La mission d’instruction de l’escadron comprend également l’initiation au combat aérien, la transformation « systèmes d’armes » des pilotes sur Mirage 2000 RDI(5), des reprises en main pour les pilotes expérimentés qui reviennent dans les forces mais aussi un vol de contrôle pour le vol sans visibilité à renouveler tous les ans.

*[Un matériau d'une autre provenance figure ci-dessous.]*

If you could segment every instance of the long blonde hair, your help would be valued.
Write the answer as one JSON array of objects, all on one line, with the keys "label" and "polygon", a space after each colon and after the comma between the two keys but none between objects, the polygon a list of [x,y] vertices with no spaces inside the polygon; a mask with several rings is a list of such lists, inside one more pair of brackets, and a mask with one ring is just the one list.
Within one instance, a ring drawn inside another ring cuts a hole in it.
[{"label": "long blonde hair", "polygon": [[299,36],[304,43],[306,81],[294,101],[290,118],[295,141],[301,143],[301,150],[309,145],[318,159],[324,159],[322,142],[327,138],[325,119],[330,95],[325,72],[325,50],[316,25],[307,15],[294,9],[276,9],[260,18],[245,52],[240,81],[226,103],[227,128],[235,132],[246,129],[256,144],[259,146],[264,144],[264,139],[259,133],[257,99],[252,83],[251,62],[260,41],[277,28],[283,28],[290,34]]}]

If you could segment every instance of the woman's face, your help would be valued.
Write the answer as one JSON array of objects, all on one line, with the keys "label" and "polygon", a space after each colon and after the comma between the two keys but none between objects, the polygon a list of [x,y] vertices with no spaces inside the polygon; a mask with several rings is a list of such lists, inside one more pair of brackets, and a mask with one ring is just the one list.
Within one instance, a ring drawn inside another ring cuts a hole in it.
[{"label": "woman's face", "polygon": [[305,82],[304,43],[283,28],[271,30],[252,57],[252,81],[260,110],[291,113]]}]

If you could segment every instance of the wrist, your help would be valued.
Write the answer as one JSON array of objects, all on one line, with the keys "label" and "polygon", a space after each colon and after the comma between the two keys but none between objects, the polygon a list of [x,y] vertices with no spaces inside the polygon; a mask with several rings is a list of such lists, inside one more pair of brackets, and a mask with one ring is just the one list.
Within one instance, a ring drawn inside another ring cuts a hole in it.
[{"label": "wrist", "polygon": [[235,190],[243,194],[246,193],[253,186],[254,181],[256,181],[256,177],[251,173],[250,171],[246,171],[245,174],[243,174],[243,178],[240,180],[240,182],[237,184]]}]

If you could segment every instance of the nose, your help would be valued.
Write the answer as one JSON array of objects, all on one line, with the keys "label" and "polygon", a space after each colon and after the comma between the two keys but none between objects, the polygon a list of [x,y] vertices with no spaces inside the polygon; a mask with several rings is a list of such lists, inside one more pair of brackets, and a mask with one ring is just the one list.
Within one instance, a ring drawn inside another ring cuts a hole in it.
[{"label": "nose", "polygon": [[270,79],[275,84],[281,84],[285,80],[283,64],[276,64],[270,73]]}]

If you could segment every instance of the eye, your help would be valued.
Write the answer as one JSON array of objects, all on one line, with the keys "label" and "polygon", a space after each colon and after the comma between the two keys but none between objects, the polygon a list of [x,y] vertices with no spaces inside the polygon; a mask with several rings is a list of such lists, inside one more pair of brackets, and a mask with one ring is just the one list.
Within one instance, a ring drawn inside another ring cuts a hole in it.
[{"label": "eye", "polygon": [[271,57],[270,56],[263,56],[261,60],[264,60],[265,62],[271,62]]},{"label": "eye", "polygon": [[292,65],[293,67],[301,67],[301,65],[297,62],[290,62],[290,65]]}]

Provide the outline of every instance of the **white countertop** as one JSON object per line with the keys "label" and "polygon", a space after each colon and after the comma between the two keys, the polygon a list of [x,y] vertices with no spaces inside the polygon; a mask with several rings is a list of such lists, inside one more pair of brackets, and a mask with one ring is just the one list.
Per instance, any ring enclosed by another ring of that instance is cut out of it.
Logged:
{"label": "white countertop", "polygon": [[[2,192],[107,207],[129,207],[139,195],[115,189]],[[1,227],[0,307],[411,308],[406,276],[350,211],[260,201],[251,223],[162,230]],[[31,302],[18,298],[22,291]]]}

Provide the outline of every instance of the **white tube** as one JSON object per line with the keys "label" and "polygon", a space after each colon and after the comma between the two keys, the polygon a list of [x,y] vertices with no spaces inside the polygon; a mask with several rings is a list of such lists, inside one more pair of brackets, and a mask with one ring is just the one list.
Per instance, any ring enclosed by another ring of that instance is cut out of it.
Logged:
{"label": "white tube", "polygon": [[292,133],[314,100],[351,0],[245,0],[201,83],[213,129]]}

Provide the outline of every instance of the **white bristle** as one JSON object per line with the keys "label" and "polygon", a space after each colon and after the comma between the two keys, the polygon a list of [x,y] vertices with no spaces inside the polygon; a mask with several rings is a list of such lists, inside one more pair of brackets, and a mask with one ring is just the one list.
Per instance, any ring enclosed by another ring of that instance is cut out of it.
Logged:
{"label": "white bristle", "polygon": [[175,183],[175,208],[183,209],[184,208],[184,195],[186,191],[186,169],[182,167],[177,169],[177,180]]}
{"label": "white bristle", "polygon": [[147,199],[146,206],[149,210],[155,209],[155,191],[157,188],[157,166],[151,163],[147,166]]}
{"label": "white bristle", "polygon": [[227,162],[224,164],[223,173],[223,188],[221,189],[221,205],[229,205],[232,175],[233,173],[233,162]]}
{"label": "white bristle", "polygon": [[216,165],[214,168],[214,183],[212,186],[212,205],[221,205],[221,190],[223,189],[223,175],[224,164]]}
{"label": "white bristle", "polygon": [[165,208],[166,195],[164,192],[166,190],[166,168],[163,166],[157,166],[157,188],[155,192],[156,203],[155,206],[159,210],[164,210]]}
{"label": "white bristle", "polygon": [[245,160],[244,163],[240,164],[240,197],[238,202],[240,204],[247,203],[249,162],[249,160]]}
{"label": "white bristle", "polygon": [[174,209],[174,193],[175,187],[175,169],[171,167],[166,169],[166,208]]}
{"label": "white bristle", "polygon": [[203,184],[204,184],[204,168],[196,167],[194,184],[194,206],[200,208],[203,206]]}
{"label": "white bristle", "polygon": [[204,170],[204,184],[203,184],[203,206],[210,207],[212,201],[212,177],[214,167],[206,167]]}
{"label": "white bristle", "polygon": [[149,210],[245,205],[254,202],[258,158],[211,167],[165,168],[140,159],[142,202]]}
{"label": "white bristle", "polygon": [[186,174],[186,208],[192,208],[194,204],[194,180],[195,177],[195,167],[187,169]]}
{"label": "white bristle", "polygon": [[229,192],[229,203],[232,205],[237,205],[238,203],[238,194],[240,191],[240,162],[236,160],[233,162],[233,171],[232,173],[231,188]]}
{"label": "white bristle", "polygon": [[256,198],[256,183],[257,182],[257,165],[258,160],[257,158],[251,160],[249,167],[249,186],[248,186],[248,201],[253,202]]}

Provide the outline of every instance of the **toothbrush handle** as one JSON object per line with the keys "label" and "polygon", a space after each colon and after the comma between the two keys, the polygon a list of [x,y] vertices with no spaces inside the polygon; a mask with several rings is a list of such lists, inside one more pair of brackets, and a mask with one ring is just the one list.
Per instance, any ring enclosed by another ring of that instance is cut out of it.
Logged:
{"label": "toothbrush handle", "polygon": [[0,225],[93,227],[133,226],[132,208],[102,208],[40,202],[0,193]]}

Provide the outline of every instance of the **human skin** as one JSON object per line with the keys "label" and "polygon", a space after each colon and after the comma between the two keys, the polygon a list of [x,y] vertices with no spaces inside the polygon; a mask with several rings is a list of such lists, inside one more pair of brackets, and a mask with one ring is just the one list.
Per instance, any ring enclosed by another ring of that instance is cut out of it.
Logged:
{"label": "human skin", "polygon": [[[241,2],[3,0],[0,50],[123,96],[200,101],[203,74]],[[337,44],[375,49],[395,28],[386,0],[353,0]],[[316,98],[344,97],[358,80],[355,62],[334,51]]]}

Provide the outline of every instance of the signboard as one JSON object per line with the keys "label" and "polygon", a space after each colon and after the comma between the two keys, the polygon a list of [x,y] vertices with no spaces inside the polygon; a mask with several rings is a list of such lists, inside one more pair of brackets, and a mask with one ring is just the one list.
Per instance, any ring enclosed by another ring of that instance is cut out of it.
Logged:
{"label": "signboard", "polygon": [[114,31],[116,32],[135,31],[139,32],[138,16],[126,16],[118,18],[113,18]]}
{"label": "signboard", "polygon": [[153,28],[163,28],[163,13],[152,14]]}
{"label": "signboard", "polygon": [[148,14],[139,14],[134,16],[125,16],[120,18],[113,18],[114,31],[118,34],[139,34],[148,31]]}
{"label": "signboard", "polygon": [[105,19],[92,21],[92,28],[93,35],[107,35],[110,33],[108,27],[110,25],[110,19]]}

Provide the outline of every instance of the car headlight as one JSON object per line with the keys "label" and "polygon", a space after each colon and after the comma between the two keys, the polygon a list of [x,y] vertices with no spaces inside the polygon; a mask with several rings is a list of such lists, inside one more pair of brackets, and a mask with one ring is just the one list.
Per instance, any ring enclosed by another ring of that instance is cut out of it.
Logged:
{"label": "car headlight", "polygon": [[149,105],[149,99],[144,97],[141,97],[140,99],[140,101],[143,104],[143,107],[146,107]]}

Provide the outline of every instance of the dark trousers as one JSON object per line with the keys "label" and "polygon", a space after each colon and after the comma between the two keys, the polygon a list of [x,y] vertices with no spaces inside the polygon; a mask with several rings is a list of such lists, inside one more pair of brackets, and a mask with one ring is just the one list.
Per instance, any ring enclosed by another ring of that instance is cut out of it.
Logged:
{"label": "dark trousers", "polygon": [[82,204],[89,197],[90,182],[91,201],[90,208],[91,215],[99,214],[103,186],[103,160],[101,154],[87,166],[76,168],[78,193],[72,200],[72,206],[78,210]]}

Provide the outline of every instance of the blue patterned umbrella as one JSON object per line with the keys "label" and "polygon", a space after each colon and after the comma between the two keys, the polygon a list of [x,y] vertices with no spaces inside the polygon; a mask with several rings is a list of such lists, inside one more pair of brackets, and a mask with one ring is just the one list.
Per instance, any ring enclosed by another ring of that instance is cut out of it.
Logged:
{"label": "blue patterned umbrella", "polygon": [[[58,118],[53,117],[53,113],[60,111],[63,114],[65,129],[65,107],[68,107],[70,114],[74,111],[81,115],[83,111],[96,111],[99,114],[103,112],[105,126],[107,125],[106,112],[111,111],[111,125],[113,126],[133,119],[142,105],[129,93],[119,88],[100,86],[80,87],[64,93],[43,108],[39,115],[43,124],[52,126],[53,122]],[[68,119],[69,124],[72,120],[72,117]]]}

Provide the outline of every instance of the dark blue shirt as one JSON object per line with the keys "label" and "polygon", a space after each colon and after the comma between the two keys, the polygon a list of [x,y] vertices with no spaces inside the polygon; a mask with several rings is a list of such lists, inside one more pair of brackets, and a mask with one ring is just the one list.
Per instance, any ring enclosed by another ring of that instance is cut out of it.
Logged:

L’escadron est aussi amené, en missions secondaires temps de paix, à effectuer la mission de permanence opérationnelle qui comprend l’assistance en vol (par exemple en cas de panne radio d’un avion de ligne) et les missions MASA(6) en cas d’intervention illicite sur un avion de ligne.

Enfin, on s’arrête devant les photos de Spitfire de la Royal Air Force appartenant au 1er escadron FAFL(7) en Angleterre « Free French squadron 340 », qui ornent les murs en brique du bar du 2/5 « Ile de France ». C’est un espace où les langues se décousent, l’expérience s’y transmet de bouche à oreille de manière informelle et complète les manuels de pilotage, et ce, depuis plus de 60 ans...

 

J. Troy  le 24/06/2007

 

(1) Brevet de Pilote de Chasse.
(2) Ensemble Equipe Technique Instruction Spécialisée.
(3) Visualisation Tête Haute : où sont projetées vitesse, altitude, cap, le Jx (accélération) et autres informations pour le combat.
(4) Accélération subie sur l’axe vertical provoquant notamment voile gris, noir et perte de connaissance.
(5) Utilisation du RDI = Radar Doppler à Impulsion.
(6) Mesures Actives de Sûreté Aérienne .
(7) Forces Aériennes Françaises Libres = Armée de l’Air de la France libre durant la seconde guerre mondiale.